The War On Drugs était pourtant celui dans lequel j'avais placé le plus d'espoir, parce que leur premier album, malgré quelques longueurs, contenait des hits potentiels, mal arrangés et souvent crapoteux mais très entraînants, à l'image de Arms Like Boulders.
Slave Ambient n'a pas totalement renoncé à ces fulgurances (voir Baby Missiles, avec cette impression d'entendre l'harmonica de l'espace - ou de la country dans la Guerre des étoiles!) mais il ne les a pas portées vers plus de perfection et de plus, les a raréfiées. Il faut attendre Blackwater pour retrouver un élan.
L'album n'est pourtant pas raté: aux oreilles attentives il offre même des passages de guitare affriolants (Best Night) et il ressemble trop à Wagonwheel Blues pour s'avérer un échec complet. Mais il ne s'en émancipe pas assez non plus pour tenir ce qu'on a pris déraisonnablement pour des promesses. Je suppose que je finirai quand même par l'acheter, parce que dans le genre, il n'y a pas grande concurrence (reconnaissons leur originalité) mais je reste déçu qu'ils ne profitent pas plus de ce monopole.
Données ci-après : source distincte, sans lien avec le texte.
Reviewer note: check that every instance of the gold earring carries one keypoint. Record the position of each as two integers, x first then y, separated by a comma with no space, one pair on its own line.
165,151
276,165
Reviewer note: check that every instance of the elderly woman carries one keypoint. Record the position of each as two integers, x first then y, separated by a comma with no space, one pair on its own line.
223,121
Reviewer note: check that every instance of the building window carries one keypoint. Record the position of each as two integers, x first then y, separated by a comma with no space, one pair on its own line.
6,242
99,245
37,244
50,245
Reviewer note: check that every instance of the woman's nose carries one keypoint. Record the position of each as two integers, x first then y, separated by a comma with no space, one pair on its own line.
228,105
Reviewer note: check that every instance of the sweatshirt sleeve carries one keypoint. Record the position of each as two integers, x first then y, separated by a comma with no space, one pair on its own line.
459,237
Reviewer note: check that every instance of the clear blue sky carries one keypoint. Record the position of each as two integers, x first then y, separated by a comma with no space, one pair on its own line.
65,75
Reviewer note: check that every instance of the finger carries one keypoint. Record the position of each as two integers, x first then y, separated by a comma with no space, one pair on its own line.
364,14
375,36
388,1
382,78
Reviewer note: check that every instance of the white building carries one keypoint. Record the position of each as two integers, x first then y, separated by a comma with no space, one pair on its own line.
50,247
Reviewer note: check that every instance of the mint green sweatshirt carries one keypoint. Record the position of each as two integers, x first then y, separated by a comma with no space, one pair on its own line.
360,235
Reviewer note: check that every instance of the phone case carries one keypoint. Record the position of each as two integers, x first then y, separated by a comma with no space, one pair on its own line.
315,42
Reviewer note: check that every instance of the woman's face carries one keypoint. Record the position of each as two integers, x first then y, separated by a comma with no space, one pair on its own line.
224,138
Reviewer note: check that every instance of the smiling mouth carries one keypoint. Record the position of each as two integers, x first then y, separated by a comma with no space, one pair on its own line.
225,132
Voilà donc mon sentiment mitigé sur cet album qui, paradoxalement, trustera les premières places de mon classement de fin d'année, à cause d'une poignée de titres, de son ambiance unique, et aussi, avouons-le, de la parenté avec une culture indé que j'aime (Galaxie 500, Spiritualized) et qui titille toujours cette partie du cerveau dévolue à la mémorisation des expériences agréables.